Self-hosted runners on bare metal vs cloud VMs for CI
Compare self-hosted runners on bare metal vs cloud VMs across queue stability, monthly cost, and recovery speed when CI slows daily work.

Why CI queues start hurting the team
A CI queue becomes a problem long before builds stop completely. When developers wait 10 or 15 minutes just to start a test run, they switch tasks, lose context, and come back slower. Reviews drag because nobody wants to merge code that is still stuck in line. Releases slip for the same reason. Hotfixes feel worst of all, because the fix may be ready while customers still wait for a runner.
Not every delay means the same thing. Some pipelines are slow because the jobs are heavy: large test suites, bulky Docker builds, or steps that download the same dependencies over and over. Other teams have jobs that would finish quickly if they could start on time, but too few runners force everything into a queue. Those are different problems. One needs pipeline cleanup. The other needs more runner capacity, better scheduling, or both.
The strain usually shows up in small ways first. Pull requests stay open longer. Release branches sit unmerged near the end of the day. Hotfixes compete with routine test jobs. People rerun jobs just to see if the queue moves.
Rare spikes are annoying. Daily friction is what wears a team down. A Monday morning backlog after a big merge is normal. A queue that slows every review every afternoon is something else. People start batching changes to avoid another build, which makes each merge bigger and riskier. They test less often. They delay small fixes. Over a month, that habit costs more than one bad incident.
That is why CI queue stability matters more than peak speed on a benchmark. A runner setup can look cheap or fast in short bursts and still hurt the team if normal work turns into waiting. That pain is often what pushes teams to compare self-hosted runners on bare metal and cloud VMs in the first place.
What bare metal runners change
Bare metal runners usually make CI feel more predictable. You get the same CPU model, the same disk speed, and the same network path every day. That consistency matters more than many teams expect. A test suite that takes 9 minutes on Monday is far more likely to take about 9 minutes on Thursday too, instead of bouncing between 7 and 18 because a shared VM host got noisy.
Jobs also tend to start faster because the runner is already there. You do not wait for a VM to boot, attach storage, warm caches, or pull the same base image from scratch. If your team pushes code all day, those small delays add up fast. Saving even 30 to 90 seconds per job can remove a lot of queue pain before you change a single test.

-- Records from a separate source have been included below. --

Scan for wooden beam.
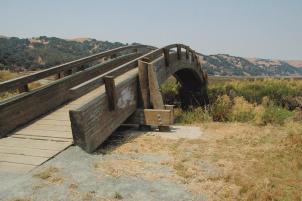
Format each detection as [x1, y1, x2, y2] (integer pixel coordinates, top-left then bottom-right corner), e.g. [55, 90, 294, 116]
[185, 47, 190, 59]
[148, 63, 164, 109]
[126, 109, 173, 126]
[163, 48, 170, 67]
[103, 76, 116, 111]
[177, 45, 181, 60]
[57, 71, 64, 79]
[0, 44, 148, 93]
[164, 104, 174, 124]
[191, 51, 195, 62]
[138, 60, 151, 108]
[69, 69, 138, 153]
[18, 84, 29, 93]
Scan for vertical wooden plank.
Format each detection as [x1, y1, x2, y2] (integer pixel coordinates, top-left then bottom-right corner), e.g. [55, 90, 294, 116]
[104, 76, 116, 111]
[196, 55, 201, 66]
[177, 45, 181, 60]
[18, 84, 29, 93]
[191, 51, 195, 62]
[165, 104, 174, 124]
[163, 48, 170, 67]
[56, 71, 65, 79]
[147, 63, 164, 109]
[138, 60, 151, 108]
[185, 47, 190, 59]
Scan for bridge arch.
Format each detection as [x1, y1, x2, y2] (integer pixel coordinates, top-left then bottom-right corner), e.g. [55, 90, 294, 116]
[139, 45, 209, 110]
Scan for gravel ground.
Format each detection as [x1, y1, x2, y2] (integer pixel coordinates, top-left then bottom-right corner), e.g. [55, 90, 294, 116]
[0, 126, 208, 201]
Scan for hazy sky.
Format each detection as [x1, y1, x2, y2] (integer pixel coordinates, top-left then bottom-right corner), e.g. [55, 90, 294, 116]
[0, 0, 301, 60]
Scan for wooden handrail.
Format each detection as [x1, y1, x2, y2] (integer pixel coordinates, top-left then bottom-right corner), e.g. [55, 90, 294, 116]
[0, 44, 150, 93]
[0, 43, 199, 96]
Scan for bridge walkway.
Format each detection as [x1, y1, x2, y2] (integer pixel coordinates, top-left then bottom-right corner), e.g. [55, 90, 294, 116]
[0, 81, 107, 173]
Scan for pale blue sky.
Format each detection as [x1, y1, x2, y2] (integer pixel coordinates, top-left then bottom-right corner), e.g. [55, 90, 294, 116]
[0, 0, 301, 60]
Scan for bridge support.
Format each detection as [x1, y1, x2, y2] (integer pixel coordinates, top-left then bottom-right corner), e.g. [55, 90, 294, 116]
[128, 58, 173, 131]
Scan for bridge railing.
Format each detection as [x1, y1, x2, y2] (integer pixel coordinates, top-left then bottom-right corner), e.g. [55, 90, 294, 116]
[68, 43, 206, 101]
[0, 45, 153, 137]
[0, 44, 150, 95]
[103, 44, 201, 77]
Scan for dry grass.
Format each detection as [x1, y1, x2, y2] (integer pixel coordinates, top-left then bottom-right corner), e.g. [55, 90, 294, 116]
[33, 167, 64, 184]
[96, 122, 302, 201]
[9, 198, 31, 201]
[0, 70, 19, 82]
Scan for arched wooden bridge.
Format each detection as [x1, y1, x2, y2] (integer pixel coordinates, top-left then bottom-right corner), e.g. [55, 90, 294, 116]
[0, 44, 208, 172]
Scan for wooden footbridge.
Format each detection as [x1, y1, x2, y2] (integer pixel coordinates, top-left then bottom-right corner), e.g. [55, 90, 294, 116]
[0, 44, 208, 172]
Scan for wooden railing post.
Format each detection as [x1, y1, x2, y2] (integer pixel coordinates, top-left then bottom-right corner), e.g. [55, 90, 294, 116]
[57, 71, 65, 79]
[177, 45, 181, 60]
[104, 76, 116, 111]
[191, 51, 195, 62]
[148, 63, 164, 109]
[185, 46, 190, 59]
[138, 60, 151, 109]
[18, 84, 29, 93]
[163, 48, 170, 67]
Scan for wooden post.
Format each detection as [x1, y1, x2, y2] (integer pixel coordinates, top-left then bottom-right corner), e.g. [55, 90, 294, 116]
[147, 63, 164, 109]
[165, 105, 174, 124]
[191, 51, 195, 62]
[177, 45, 181, 60]
[57, 71, 65, 79]
[138, 60, 151, 108]
[185, 47, 189, 59]
[18, 84, 29, 93]
[104, 76, 116, 111]
[196, 55, 200, 66]
[163, 48, 170, 67]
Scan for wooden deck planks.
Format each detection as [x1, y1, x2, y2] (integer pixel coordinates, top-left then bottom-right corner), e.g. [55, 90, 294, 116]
[0, 153, 48, 166]
[0, 162, 36, 173]
[14, 129, 72, 139]
[0, 81, 109, 173]
[0, 146, 62, 158]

Capacity planning changes as well. With bare metal, you usually buy or rent enough machines for normal load, then leave headroom for the busy parts of the day. If mornings are packed with merges and afternoon deploys trigger full pipelines, you need spare capacity before the rush starts. Teams that size runners for average load often regret it quickly.
The upside is simple: stable hardware gives you steadier build times, warm runners cut startup delay, and local caches stay useful. The trade-off is just as simple. Your team owns recovery when hardware fails. If a disk dies, a power supply fails, or a network switch starts dropping packets, nobody replaces the machine for you. You need spare parts, remote hands, or someone who can get on-site.

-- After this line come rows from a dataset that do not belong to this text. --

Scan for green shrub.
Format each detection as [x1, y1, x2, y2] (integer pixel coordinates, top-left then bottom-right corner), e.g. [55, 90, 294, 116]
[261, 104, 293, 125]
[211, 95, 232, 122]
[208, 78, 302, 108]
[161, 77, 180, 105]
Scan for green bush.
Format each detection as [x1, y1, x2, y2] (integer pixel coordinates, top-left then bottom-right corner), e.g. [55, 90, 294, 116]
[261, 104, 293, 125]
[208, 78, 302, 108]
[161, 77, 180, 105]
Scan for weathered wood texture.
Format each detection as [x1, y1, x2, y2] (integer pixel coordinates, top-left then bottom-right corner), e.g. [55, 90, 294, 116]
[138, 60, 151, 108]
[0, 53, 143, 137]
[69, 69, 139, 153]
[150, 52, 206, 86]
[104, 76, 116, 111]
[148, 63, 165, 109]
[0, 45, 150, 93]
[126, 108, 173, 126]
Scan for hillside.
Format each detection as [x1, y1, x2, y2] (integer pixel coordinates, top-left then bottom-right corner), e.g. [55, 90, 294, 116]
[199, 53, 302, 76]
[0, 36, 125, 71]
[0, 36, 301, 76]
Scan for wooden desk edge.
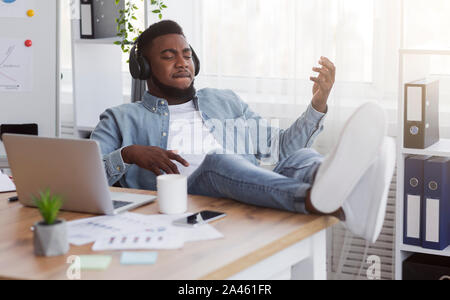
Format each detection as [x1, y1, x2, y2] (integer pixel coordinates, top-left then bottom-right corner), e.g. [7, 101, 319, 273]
[200, 216, 338, 280]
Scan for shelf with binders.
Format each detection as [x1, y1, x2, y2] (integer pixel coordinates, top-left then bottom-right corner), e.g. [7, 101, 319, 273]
[399, 53, 450, 157]
[395, 155, 450, 258]
[395, 51, 450, 279]
[395, 153, 450, 281]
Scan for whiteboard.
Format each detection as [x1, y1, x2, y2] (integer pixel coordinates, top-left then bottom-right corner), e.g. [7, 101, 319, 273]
[0, 0, 59, 156]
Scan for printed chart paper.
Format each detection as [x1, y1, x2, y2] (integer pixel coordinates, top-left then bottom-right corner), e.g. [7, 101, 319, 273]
[67, 212, 159, 246]
[92, 230, 185, 251]
[67, 212, 224, 250]
[0, 38, 33, 92]
[0, 171, 16, 192]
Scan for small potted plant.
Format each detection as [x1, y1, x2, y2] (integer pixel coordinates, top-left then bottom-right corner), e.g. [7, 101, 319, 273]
[32, 189, 69, 257]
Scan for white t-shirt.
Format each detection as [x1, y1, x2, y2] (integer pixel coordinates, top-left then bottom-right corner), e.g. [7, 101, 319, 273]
[167, 100, 223, 177]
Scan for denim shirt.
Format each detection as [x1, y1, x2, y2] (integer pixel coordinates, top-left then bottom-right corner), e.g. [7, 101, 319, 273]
[91, 88, 327, 190]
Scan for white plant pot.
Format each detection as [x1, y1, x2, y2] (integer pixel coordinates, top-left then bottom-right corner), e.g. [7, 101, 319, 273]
[33, 220, 70, 257]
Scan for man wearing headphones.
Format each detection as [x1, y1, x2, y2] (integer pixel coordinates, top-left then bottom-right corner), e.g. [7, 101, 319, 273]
[91, 20, 395, 243]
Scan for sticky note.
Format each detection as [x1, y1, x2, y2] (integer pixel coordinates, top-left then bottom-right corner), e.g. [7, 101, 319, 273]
[79, 255, 112, 270]
[120, 252, 158, 266]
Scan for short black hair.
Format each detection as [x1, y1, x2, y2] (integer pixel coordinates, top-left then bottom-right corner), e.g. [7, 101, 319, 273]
[136, 20, 185, 55]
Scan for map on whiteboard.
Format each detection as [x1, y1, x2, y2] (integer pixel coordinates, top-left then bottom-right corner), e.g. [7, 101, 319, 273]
[0, 0, 35, 18]
[0, 38, 32, 92]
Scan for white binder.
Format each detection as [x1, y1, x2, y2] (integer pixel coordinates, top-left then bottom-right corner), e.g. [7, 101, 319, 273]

That is why experienced teams keep one extra runner ready and keep runner setup scripted. Oleg Sotnikov often talks about lean infrastructure and careful sizing, and that mindset fits bare metal well. Predictable machines are great, but only if you can replace them fast when one goes down.
What cloud VM runners change
Cloud VM runners solve a different problem. They make it much easier to add capacity when the queue suddenly grows. If ten pull requests land in an hour, you can spin up more runners instead of waiting for one fixed machine to clear the backlog. That flexibility is the main reason many teams move CI to VMs first.

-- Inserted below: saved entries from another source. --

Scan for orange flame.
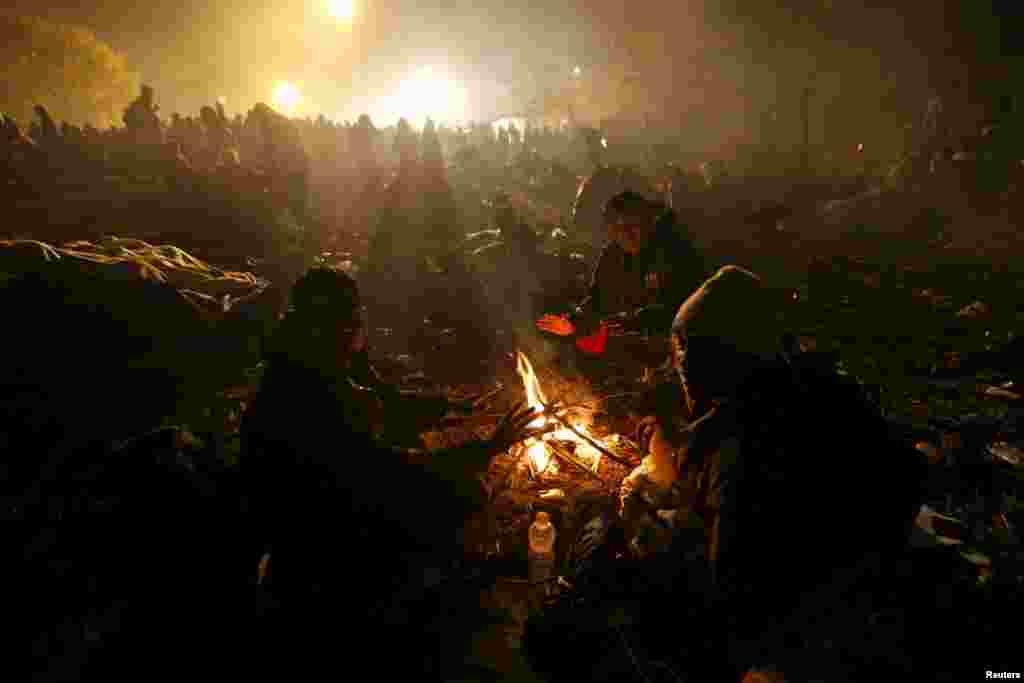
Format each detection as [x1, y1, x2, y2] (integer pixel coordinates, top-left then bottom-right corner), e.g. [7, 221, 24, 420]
[515, 351, 602, 475]
[516, 351, 551, 472]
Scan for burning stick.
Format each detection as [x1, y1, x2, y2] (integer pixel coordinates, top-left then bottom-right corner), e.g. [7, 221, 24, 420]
[546, 440, 603, 481]
[510, 443, 538, 479]
[542, 400, 636, 468]
[525, 448, 538, 480]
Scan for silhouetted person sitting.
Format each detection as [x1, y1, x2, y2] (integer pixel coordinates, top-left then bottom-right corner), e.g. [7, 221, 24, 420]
[239, 265, 544, 676]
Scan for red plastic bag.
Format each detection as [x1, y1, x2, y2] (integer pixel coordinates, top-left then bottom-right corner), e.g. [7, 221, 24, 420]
[575, 323, 609, 355]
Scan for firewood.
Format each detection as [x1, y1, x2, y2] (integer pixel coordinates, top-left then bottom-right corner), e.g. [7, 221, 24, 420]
[542, 400, 635, 468]
[546, 441, 602, 481]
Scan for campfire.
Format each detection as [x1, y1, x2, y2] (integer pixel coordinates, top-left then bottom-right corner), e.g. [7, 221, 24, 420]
[513, 351, 605, 476]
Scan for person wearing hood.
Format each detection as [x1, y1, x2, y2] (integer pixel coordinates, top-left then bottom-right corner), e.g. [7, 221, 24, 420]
[525, 266, 927, 682]
[659, 265, 924, 597]
[536, 190, 706, 360]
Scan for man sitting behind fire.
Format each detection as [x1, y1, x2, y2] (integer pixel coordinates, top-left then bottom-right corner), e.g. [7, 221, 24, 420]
[525, 266, 927, 682]
[536, 190, 706, 355]
[241, 265, 546, 676]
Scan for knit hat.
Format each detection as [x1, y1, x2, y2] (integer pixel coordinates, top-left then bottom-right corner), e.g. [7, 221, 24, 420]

The catch is easy to miss. More capacity does not always mean fast starts.
A cloud runner usually needs a few steps before it does useful work. The VM boots. The runner connects. The job pulls its base image. Caches start cold if the machine is fresh. On a busy day, that setup time may feel small. After a quiet night or a scale-up event, the first jobs often wait longer than people expect.
Small teams notice this quickly. A test suite that takes 6 minutes on a warm runner can take 9 or 10 minutes on a new VM if it has to download everything again. If developers push often, those extra minutes stack up and the queue still feels slow even though more machines are available.
Cloud VMs also bring more variation in job speed. You do not control the physical host, so the same build can run at different speeds across the day. One run may finish in 7 minutes, the next in 8.5, with no code change at all. Shared hardware, storage performance, and network noise all play a part. That variability gets old fast when the team wants stable feedback.
Then there is the bill. Compute is only part of it. Storage for runner disks and cached images adds up. Network traffic can rise if jobs pull large containers or upload big artifacts on every run. A setup that looks cheap per hour can cost much more by the end of the month if runners start cold often and move a lot of data.
Cloud VM runners work best when load changes a lot and fast recovery matters more than perfectly steady build times. They give you room to grow, but they reward teams that manage images, caches, and artifact sizes carefully.
Queue stability under real load
Teams rarely feel CI pain during a calm morning. The queue starts to hurt when many merge requests land in a short window, usually before lunch, before a release, or after a long branch finally gets split into smaller changes. That is when the gap between bare metal and cloud VMs becomes obvious.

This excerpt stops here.